The main symptom of chronic bronchitis is a severe paroxysmal barking cough, especially in the morning, with copious discharge of thick sputum. After a few days of this cough, chest pain occurs.

The nature of the sputum secreted, its consistency, color, differ depending on the following types of chronic bronchitis:

  • catarrhal;
  • catarrhal-purulent;
  • purulent;
  • fibrinous;
  • hemorrhagic (hemoptysis).

As bronchitis progresses, the patient begins to experience shortness of breath even without physical exertion.. Externally, this is manifested by cyanosis of the skin. The chest takes on the shape of a barrel, the ribs rise to a horizontal position, and the pits above the collarbones begin to protrude.

Hemorrhagic bronchitis is classified as a separate form. The disease is non-obstructive in nature, has a long-term course, and is characterized by hemoptysis caused by increased permeability of the vascular wall. The pathology is quite rare; in order to establish a diagnosis, it is necessary to exclude other factors in the formation of mucous secretion from the lungs mixed with blood. To do this, bronchoscopy determines the thickness of the walls of the mucosal blood vessels.

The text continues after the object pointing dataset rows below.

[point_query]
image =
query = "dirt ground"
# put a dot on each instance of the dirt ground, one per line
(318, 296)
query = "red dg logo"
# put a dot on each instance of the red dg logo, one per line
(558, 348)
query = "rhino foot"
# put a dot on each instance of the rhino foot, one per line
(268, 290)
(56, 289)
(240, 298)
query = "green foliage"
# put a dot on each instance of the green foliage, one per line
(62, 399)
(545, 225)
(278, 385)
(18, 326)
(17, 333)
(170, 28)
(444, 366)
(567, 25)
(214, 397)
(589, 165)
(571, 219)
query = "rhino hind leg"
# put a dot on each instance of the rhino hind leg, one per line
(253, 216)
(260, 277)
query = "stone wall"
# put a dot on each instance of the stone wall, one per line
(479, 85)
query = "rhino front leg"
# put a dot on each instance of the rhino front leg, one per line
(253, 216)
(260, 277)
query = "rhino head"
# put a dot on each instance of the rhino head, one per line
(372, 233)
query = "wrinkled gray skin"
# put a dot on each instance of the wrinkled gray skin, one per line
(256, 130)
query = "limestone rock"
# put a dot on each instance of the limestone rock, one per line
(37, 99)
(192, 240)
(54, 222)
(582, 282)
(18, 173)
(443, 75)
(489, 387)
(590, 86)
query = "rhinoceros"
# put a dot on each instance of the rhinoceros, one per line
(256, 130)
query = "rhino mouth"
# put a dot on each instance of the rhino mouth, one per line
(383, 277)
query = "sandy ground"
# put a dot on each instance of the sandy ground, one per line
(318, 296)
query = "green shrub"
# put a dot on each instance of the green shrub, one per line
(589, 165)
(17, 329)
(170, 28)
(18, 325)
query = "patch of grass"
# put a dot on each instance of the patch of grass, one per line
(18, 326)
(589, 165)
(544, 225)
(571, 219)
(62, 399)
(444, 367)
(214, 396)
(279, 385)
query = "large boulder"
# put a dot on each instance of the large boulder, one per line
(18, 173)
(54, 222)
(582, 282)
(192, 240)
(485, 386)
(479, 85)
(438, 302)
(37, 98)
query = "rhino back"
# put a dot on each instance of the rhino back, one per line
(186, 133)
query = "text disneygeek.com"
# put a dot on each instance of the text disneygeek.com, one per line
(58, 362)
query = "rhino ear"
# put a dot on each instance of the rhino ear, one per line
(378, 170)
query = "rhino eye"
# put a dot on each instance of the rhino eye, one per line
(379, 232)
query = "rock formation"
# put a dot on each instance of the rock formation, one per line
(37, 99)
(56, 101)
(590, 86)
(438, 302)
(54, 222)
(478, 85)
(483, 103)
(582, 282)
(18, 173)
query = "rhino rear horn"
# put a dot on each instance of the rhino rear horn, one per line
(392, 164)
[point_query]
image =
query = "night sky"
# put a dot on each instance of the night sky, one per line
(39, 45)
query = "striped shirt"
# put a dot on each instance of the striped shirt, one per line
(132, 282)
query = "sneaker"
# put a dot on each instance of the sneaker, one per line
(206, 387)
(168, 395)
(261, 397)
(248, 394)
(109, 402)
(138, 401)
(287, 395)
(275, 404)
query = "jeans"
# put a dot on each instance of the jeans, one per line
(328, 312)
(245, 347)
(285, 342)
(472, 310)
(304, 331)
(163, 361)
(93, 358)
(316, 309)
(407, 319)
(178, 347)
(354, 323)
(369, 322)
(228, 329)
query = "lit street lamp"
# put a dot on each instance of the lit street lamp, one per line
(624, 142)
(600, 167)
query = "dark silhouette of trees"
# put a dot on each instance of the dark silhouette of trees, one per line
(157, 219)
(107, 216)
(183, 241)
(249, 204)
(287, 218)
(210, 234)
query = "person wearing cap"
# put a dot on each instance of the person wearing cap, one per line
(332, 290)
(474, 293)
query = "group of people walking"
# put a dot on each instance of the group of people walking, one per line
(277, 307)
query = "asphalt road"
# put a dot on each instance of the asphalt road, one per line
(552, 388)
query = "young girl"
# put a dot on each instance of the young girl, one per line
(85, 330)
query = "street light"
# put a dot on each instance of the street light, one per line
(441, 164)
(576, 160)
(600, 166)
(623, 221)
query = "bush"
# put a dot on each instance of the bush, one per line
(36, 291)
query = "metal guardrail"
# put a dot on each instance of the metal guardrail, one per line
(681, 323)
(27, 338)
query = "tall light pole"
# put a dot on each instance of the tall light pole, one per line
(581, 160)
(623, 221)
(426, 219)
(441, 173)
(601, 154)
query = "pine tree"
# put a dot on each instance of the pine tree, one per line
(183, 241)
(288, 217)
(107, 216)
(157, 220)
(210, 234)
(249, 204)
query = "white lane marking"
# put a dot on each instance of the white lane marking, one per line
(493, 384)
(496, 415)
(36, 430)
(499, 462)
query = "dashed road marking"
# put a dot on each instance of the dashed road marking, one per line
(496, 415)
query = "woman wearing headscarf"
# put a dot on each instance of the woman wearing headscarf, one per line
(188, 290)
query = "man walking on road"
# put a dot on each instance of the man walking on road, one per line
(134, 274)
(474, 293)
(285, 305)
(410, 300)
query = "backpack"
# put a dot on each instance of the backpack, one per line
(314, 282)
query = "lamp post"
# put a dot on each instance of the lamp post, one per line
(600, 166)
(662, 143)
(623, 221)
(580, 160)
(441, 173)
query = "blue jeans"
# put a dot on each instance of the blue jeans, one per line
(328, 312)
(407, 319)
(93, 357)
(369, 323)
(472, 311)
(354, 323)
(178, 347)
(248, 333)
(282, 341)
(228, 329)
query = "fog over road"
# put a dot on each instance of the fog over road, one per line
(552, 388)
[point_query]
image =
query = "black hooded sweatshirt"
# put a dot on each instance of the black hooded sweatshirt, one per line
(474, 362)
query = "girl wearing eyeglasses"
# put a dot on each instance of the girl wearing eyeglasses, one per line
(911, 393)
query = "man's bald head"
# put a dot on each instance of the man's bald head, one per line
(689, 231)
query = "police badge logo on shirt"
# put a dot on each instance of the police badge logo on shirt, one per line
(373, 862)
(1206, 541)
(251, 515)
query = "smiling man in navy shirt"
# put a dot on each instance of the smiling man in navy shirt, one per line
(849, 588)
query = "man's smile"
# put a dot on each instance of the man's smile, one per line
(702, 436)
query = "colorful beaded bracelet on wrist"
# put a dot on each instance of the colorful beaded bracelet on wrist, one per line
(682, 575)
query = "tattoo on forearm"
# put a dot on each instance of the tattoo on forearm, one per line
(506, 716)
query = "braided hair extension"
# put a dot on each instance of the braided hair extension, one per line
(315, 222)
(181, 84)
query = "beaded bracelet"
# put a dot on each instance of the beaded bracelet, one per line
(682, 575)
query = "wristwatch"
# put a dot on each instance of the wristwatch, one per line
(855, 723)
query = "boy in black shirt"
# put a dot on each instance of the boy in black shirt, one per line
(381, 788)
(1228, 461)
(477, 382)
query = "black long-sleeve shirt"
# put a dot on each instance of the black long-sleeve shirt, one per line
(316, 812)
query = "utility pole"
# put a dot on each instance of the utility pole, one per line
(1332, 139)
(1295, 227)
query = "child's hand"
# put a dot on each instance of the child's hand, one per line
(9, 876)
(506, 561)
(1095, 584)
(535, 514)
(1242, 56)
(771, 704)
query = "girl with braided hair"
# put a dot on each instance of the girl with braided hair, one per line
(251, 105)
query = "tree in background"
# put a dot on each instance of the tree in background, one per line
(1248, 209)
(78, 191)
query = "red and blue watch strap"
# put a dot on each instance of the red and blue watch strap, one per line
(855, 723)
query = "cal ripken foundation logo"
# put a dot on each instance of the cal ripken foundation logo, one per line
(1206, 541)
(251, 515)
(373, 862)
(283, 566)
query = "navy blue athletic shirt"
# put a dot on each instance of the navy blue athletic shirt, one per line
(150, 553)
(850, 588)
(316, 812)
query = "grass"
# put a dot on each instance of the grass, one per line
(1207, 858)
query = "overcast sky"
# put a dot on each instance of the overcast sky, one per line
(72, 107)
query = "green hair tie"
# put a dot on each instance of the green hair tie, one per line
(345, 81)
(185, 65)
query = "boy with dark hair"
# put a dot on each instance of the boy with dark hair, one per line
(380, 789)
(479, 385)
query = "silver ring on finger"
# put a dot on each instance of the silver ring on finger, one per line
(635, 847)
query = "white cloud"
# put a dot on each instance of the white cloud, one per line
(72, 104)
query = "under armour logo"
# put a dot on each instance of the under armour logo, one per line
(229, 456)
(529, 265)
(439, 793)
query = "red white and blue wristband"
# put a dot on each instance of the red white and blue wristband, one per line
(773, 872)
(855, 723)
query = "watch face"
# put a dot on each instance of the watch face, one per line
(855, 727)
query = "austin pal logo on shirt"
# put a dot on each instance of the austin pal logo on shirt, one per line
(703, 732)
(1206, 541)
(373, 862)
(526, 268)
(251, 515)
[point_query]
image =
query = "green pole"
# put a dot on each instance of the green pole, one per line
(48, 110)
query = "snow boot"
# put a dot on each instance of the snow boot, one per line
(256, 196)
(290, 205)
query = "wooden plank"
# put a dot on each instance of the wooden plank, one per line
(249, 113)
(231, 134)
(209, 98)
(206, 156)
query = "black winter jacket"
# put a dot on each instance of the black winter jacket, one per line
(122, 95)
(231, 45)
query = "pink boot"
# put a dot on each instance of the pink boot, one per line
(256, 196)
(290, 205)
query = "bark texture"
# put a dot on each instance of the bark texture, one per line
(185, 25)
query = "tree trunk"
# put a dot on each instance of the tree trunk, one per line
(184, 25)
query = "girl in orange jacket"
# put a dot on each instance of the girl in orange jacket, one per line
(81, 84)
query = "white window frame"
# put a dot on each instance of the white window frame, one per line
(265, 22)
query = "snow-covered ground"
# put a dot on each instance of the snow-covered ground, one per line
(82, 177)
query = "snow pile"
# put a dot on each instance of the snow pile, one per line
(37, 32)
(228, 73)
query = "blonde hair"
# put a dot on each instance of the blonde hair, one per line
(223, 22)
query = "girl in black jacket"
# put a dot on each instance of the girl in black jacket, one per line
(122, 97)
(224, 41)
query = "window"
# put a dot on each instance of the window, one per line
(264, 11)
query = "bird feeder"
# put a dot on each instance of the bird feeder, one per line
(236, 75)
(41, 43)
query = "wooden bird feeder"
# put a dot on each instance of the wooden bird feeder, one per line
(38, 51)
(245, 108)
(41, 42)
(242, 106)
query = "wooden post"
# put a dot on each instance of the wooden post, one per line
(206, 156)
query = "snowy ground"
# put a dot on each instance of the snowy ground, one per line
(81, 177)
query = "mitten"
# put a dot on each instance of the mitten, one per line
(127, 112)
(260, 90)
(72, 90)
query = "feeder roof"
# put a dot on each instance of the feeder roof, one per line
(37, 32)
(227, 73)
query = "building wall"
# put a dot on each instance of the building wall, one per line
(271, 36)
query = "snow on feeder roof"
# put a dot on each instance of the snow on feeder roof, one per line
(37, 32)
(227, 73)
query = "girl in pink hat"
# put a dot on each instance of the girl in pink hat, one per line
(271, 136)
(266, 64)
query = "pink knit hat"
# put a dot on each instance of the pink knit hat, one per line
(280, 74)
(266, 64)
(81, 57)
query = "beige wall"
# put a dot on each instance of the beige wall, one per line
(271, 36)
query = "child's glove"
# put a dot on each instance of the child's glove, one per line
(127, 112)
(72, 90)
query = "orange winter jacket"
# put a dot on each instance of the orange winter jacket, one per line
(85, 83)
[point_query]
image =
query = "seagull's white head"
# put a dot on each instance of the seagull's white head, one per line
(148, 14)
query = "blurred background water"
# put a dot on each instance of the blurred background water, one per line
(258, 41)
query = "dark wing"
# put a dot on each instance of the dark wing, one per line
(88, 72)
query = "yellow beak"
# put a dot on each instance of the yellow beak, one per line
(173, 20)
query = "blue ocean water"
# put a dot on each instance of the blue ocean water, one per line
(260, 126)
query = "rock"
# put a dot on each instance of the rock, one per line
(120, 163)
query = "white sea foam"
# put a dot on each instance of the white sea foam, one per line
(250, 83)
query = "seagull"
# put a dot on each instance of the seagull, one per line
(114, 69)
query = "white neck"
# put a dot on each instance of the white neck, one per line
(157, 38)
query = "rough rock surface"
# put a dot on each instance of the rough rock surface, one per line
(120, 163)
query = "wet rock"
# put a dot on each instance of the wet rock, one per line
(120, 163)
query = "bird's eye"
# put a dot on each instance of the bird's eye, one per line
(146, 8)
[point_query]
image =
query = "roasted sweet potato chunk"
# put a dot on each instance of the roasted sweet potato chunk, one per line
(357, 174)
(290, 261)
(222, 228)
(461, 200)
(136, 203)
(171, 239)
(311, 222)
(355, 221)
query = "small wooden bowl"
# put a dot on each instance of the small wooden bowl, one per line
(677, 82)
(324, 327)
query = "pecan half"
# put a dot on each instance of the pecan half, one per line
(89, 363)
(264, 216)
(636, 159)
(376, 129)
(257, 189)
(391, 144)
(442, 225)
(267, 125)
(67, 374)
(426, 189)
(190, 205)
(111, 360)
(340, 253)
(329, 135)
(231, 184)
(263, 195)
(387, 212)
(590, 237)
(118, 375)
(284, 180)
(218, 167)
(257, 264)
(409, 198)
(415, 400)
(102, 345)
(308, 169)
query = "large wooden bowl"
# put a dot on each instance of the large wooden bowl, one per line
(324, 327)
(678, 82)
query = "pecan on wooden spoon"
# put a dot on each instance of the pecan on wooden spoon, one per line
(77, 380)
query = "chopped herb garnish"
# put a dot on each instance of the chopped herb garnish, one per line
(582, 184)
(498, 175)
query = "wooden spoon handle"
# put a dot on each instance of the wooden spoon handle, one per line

The fibrinous form of bronchitis is detected very rarely. A distinctive feature of this pathology is the presence of fibrin deposits, Kurshman spirals, and Charcot-Leyden crystals. The clinic is manifested by a cough, with expectoration of casts in the form of a bronchial tree.

Bronchitis is a common disease. With adequate therapy, it has a favorable prognosis. However, with self-medication, there is a high probability of developing serious complications or the disease becoming chronic. Therefore, at the first symptoms characteristic of bronchial inflammation, you should consult a doctor.